The Effects of Exercise on LINE-1 Regulation

Abstract

Transposable elements (TEs) are mobile DNA and constitute approximately half of the human genome. LINE-1 (L1) is the only active autonomous TE in the mammalian genome and has been implicated, either directly or indirectly, in a number of diseases as well as aging. We have previously reported that L1 expression is lower in skeletal muscle after both acute and chronic resistance training in college-aged males. Building on these findings, we used a rodent model of exercise to better dissect the effects of exercise on skeletal muscle L1 regulation.
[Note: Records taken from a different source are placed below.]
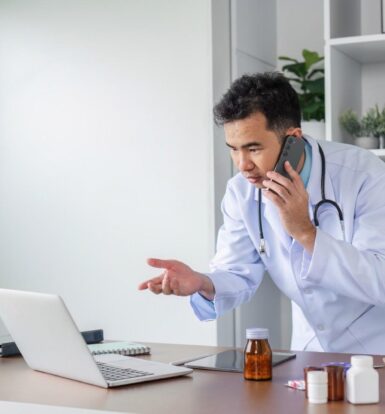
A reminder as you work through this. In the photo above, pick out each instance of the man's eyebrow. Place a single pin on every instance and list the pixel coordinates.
(248, 145)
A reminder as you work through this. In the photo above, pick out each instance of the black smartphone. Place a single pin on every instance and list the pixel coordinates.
(291, 151)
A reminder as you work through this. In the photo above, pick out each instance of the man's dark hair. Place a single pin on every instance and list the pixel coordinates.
(269, 93)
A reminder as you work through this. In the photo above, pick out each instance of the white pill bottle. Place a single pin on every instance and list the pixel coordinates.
(362, 381)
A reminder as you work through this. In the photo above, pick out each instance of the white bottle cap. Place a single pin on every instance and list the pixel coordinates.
(317, 377)
(362, 361)
(257, 333)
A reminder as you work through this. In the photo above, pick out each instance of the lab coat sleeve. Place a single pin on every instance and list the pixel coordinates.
(354, 269)
(237, 269)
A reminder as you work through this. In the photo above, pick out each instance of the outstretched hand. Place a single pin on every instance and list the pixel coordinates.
(177, 279)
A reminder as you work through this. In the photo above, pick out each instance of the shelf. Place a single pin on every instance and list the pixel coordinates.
(379, 152)
(363, 49)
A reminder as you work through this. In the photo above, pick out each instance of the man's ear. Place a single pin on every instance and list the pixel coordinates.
(294, 132)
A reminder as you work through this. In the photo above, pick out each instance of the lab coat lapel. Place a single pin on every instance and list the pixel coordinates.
(327, 214)
(271, 219)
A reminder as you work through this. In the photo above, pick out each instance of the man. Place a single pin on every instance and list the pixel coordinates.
(334, 274)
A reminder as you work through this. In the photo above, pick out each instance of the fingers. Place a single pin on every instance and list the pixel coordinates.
(154, 281)
(166, 289)
(295, 177)
(160, 263)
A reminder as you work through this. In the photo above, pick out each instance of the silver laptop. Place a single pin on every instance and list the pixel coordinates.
(49, 341)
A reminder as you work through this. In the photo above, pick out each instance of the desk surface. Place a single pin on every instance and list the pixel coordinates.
(202, 392)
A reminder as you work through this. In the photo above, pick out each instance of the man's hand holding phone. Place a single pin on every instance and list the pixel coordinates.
(289, 195)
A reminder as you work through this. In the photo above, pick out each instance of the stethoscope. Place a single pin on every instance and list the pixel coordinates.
(324, 200)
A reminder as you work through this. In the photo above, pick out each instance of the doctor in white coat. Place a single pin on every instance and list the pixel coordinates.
(333, 272)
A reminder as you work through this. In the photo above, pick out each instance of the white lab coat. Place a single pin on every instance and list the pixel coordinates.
(338, 292)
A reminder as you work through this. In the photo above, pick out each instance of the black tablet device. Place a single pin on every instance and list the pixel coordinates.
(232, 360)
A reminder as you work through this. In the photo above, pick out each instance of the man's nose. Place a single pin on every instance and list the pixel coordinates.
(245, 163)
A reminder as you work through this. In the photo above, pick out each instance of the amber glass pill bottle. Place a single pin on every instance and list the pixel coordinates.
(258, 355)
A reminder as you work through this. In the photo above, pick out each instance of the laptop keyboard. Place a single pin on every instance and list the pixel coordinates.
(111, 373)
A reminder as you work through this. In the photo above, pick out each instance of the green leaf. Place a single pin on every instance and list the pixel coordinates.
(316, 86)
(311, 58)
(314, 72)
(298, 69)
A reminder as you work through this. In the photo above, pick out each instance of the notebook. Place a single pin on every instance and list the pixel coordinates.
(122, 348)
(50, 342)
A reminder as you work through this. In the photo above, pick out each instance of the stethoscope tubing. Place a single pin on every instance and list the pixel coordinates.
(323, 201)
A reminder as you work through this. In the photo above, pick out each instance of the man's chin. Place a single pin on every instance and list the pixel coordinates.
(256, 181)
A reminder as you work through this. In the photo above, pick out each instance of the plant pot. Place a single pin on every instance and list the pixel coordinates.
(316, 129)
(367, 142)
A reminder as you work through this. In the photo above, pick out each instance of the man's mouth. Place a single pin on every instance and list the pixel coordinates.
(254, 179)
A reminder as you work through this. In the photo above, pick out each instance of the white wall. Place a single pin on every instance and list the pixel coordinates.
(106, 156)
(299, 26)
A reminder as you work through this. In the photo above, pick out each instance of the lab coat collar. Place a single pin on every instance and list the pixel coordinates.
(314, 185)
(270, 211)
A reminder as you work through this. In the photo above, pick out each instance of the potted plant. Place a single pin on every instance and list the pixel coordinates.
(366, 131)
(307, 78)
(374, 123)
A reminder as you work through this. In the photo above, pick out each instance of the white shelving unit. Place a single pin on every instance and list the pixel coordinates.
(354, 62)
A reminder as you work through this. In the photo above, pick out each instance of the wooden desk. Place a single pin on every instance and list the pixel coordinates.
(202, 392)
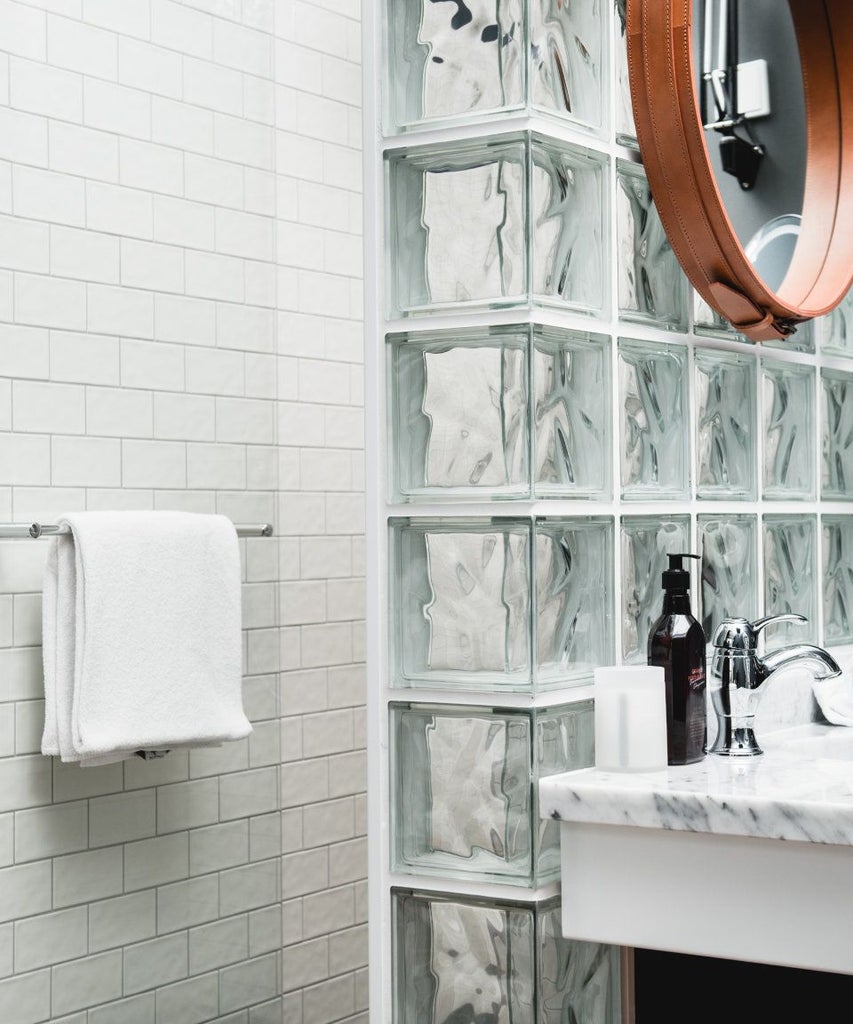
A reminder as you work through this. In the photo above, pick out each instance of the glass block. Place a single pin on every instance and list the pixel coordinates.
(728, 545)
(568, 59)
(645, 543)
(466, 61)
(572, 452)
(791, 572)
(651, 285)
(837, 329)
(454, 60)
(463, 218)
(462, 596)
(453, 440)
(567, 218)
(573, 599)
(457, 225)
(725, 425)
(837, 434)
(465, 613)
(788, 430)
(457, 958)
(709, 322)
(654, 434)
(838, 580)
(626, 129)
(465, 788)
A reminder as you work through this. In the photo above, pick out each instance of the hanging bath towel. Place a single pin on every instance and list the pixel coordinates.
(141, 634)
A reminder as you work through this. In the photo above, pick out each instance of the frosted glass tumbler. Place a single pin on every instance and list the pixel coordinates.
(630, 718)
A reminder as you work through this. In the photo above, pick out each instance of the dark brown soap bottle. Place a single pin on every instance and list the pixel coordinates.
(677, 642)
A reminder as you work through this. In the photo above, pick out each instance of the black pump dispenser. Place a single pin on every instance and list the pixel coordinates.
(677, 643)
(677, 578)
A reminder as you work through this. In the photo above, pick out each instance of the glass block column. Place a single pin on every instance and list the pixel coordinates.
(550, 413)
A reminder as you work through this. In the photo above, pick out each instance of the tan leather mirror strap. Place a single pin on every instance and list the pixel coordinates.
(675, 156)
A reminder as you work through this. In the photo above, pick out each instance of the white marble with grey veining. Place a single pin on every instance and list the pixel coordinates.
(800, 788)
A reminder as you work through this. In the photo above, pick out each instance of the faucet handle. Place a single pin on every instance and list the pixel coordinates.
(742, 636)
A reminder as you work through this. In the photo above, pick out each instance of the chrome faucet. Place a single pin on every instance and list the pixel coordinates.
(739, 674)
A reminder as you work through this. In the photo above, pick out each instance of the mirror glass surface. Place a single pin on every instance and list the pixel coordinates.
(755, 123)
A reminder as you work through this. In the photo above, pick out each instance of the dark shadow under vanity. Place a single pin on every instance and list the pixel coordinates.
(676, 988)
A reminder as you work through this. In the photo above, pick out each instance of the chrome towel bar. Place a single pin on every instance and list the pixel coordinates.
(36, 529)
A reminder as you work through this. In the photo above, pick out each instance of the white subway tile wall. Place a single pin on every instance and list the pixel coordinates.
(180, 328)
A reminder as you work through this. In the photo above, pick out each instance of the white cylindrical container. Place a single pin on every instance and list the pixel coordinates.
(630, 718)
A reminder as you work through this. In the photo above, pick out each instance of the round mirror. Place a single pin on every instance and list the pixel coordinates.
(739, 110)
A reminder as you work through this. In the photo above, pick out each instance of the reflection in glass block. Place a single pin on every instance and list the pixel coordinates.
(458, 440)
(791, 572)
(573, 591)
(801, 341)
(709, 322)
(728, 545)
(837, 329)
(626, 129)
(788, 430)
(654, 435)
(460, 958)
(457, 231)
(571, 414)
(645, 544)
(465, 788)
(567, 225)
(725, 425)
(461, 591)
(651, 285)
(837, 434)
(452, 60)
(838, 580)
(459, 228)
(567, 53)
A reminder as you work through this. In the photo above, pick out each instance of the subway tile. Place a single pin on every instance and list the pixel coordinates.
(86, 982)
(158, 962)
(249, 887)
(26, 998)
(152, 167)
(25, 781)
(187, 805)
(43, 301)
(48, 408)
(85, 152)
(120, 310)
(249, 982)
(218, 847)
(218, 944)
(50, 832)
(152, 69)
(122, 817)
(41, 89)
(190, 1001)
(81, 878)
(156, 861)
(136, 1010)
(91, 462)
(82, 47)
(84, 358)
(184, 904)
(50, 938)
(122, 921)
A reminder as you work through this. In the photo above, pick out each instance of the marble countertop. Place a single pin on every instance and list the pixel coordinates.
(800, 788)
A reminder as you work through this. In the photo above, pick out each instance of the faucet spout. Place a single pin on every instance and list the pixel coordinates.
(820, 662)
(739, 676)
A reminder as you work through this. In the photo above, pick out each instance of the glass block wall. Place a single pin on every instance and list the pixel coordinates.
(553, 412)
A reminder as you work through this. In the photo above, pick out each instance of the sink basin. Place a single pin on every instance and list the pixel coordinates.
(832, 743)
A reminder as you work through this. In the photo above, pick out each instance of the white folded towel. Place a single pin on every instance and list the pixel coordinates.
(141, 635)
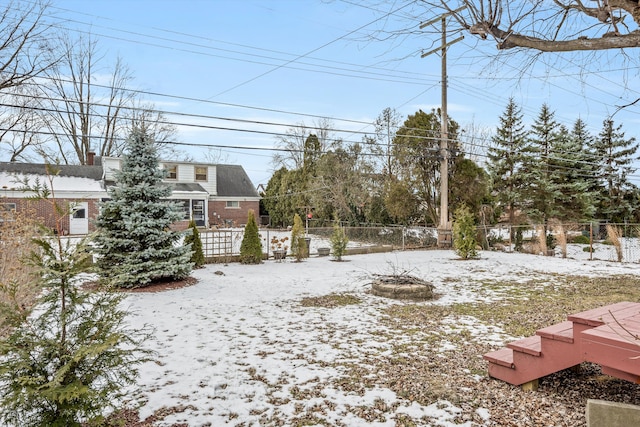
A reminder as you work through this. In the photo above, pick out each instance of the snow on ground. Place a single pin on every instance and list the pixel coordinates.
(238, 348)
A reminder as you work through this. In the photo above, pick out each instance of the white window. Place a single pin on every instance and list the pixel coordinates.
(201, 173)
(172, 171)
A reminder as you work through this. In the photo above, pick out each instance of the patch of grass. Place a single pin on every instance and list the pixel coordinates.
(330, 301)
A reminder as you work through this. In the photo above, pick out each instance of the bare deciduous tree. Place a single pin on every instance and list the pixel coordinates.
(293, 143)
(25, 52)
(20, 124)
(83, 114)
(551, 26)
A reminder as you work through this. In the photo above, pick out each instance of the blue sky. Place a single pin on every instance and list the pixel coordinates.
(293, 61)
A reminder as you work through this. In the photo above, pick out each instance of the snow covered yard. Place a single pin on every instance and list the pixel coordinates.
(288, 344)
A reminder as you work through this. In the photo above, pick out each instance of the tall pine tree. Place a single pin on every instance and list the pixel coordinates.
(73, 356)
(135, 243)
(506, 158)
(541, 192)
(615, 156)
(570, 172)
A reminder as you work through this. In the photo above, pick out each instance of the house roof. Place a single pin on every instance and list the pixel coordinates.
(78, 171)
(233, 181)
(184, 187)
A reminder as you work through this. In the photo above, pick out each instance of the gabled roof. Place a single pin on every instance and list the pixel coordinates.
(233, 181)
(77, 171)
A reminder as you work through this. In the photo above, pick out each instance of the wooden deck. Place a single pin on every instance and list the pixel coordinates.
(608, 336)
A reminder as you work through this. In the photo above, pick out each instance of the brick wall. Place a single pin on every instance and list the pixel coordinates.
(234, 216)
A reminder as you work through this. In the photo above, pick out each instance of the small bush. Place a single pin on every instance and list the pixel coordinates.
(298, 244)
(464, 234)
(518, 240)
(251, 246)
(581, 239)
(339, 241)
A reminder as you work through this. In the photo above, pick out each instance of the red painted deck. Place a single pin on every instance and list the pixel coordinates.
(608, 336)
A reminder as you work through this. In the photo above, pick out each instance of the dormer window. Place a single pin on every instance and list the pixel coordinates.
(172, 171)
(201, 173)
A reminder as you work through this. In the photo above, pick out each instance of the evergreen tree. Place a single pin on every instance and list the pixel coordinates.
(464, 233)
(298, 243)
(469, 186)
(541, 191)
(135, 243)
(506, 159)
(192, 238)
(251, 246)
(570, 172)
(69, 362)
(615, 156)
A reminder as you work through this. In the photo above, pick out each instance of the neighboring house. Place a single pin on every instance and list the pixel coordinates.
(213, 195)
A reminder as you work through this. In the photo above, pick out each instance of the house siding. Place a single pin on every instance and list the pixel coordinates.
(44, 213)
(222, 216)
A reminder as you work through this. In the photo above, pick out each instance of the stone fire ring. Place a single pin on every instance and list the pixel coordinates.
(402, 287)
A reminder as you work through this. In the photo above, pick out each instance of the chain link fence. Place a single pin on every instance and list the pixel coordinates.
(589, 241)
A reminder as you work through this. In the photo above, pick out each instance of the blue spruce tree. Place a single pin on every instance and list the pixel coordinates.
(135, 243)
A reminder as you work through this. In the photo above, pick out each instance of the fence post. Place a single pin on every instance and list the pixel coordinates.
(590, 241)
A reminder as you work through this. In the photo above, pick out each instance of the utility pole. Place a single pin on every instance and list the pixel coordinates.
(444, 228)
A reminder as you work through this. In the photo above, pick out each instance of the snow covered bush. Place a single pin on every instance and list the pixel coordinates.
(135, 243)
(464, 233)
(251, 247)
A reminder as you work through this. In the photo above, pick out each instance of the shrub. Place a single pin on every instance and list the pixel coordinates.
(19, 286)
(339, 241)
(581, 239)
(251, 246)
(298, 243)
(193, 239)
(518, 241)
(464, 234)
(614, 236)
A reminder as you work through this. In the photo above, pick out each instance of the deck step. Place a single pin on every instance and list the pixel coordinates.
(559, 332)
(502, 357)
(530, 345)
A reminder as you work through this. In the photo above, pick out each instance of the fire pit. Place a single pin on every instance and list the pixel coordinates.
(402, 286)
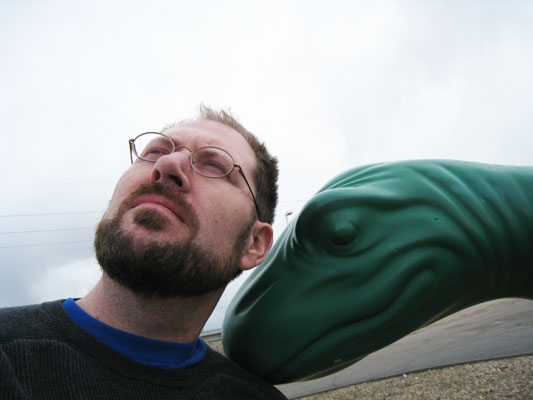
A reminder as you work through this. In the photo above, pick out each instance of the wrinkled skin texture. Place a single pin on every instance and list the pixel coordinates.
(377, 253)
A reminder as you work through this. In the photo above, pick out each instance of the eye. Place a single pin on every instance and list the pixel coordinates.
(153, 153)
(212, 162)
(342, 232)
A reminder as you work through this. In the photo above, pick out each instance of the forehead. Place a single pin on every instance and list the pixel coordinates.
(202, 133)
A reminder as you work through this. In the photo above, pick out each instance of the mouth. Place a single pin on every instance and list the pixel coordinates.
(159, 203)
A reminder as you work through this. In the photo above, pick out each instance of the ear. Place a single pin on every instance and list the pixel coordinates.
(259, 243)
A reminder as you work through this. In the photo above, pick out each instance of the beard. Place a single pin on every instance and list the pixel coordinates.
(163, 270)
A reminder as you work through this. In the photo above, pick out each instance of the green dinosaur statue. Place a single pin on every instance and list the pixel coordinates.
(377, 253)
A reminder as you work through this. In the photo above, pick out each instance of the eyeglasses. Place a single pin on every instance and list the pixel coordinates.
(208, 161)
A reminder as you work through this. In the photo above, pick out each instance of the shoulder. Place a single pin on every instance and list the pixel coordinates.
(28, 321)
(237, 381)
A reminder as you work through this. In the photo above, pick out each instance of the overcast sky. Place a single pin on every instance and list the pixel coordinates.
(328, 85)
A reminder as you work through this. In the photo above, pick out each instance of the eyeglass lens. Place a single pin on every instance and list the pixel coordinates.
(208, 161)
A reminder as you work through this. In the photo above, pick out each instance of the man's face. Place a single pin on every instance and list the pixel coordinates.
(170, 231)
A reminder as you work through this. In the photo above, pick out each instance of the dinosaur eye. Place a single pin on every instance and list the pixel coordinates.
(342, 232)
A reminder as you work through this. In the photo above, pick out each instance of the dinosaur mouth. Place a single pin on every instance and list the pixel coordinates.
(353, 340)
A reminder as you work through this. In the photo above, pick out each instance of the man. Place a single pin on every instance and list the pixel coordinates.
(193, 211)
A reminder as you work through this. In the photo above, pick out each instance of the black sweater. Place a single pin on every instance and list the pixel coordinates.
(45, 355)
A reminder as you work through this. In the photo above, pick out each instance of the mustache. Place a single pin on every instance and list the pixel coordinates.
(176, 197)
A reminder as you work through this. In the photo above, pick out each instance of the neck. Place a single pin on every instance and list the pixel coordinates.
(177, 319)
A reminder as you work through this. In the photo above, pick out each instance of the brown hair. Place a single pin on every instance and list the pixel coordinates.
(266, 173)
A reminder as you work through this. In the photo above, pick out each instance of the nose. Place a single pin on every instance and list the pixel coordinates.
(173, 168)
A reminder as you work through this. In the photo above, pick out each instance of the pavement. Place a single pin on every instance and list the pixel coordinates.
(496, 329)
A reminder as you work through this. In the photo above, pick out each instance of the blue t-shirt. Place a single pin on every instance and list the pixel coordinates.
(138, 348)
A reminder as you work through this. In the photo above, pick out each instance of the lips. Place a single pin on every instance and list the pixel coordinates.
(159, 201)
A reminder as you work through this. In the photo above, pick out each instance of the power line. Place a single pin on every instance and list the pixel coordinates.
(46, 230)
(56, 213)
(44, 244)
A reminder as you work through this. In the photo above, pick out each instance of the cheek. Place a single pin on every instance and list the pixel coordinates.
(127, 183)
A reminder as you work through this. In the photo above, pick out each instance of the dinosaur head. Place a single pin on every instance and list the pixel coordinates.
(370, 258)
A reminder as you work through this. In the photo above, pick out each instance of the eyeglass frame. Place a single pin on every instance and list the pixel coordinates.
(133, 150)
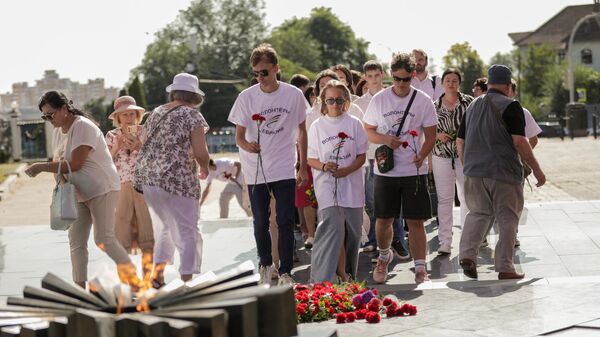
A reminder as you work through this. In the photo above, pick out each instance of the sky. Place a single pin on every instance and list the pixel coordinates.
(84, 40)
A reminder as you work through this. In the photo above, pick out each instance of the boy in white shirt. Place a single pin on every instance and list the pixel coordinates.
(405, 185)
(270, 119)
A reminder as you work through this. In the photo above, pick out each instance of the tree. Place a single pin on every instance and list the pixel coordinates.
(537, 62)
(99, 111)
(211, 39)
(320, 41)
(136, 90)
(463, 57)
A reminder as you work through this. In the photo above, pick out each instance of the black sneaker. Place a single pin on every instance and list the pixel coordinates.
(400, 251)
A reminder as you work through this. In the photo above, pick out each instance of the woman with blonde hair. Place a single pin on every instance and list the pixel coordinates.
(337, 143)
(133, 226)
(96, 183)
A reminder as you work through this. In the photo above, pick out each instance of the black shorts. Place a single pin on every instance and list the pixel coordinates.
(393, 194)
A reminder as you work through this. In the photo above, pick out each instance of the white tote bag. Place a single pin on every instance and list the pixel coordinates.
(63, 210)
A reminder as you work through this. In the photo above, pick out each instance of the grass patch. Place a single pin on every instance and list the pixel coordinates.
(6, 169)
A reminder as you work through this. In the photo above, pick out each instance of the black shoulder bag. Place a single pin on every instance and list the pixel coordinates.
(384, 155)
(526, 168)
(150, 134)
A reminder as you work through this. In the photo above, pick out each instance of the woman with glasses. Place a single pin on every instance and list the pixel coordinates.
(96, 182)
(447, 169)
(337, 144)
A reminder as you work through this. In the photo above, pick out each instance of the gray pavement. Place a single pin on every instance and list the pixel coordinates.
(559, 253)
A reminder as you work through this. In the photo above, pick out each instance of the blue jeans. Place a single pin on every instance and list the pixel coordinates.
(398, 225)
(284, 193)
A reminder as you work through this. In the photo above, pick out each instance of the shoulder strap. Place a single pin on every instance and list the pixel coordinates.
(412, 98)
(151, 133)
(496, 111)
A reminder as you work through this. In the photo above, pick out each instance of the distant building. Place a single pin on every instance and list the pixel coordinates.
(557, 30)
(28, 97)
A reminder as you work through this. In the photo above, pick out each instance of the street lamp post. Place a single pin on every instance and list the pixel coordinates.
(571, 78)
(15, 131)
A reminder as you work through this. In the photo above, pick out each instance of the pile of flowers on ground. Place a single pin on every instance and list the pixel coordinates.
(346, 302)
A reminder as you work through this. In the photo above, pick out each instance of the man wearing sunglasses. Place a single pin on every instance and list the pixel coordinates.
(277, 110)
(404, 187)
(431, 85)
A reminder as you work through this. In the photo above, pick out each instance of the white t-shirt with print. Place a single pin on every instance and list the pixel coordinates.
(426, 86)
(323, 144)
(225, 169)
(386, 111)
(531, 127)
(98, 175)
(314, 113)
(284, 109)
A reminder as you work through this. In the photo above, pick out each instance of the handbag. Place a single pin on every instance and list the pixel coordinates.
(63, 209)
(384, 155)
(136, 187)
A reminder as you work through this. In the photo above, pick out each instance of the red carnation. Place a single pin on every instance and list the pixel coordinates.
(372, 317)
(301, 309)
(340, 318)
(374, 305)
(258, 118)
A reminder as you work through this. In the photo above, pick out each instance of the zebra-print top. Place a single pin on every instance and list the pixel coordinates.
(448, 122)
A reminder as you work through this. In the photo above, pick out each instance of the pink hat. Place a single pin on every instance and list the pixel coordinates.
(125, 103)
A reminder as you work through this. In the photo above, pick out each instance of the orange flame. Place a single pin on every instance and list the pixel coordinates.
(143, 306)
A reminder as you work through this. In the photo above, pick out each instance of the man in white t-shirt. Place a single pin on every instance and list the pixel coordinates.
(270, 119)
(228, 171)
(402, 107)
(373, 74)
(431, 85)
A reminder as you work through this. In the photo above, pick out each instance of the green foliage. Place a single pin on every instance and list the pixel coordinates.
(466, 59)
(319, 42)
(211, 39)
(537, 61)
(99, 112)
(136, 90)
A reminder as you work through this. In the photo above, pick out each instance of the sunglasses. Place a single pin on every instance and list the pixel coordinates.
(49, 116)
(262, 73)
(332, 101)
(402, 79)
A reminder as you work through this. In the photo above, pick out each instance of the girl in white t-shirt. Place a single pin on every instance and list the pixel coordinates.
(337, 144)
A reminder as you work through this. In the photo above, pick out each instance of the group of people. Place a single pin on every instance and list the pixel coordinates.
(358, 152)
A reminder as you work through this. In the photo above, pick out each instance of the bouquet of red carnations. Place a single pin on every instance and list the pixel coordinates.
(346, 302)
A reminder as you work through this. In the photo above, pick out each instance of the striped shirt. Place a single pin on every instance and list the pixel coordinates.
(449, 122)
Intrinsically high running female Wistar rats (n=11 per group) were either given access to a running wheel (EX) or not (SED) at 5 weeks of age, and these conditions were maintained until the rats reached 27 weeks of age. Thereafter mixed gastrocnemius tissue was harvested and analyzed for L1 mRNA expression and DNA content along with other markers involved with L1 regulation. We observed significantly (p<0.05) lower L1 mRNA expression, higher L1 DNA methylation, and less L1 DNA in accessible chromatin regions in EX versus SED rats. We followed these experiments with in vitro drug treatments in L6 myotubes, which served to mimic exercise-specific signaling events. We found that 4mM 5-aminoimidazole-4-carboxamide ribonucleotide (AICAR), which increases AMPK signaling, decreased L1 mRNA expression in L6 myotubes. Our results suggest that long-term voluntary wheel running has the ability to downregulate L1 mRNA via increased DNA methylation and chromatin changes, and these phenomena may be mediated through AMPK signaling.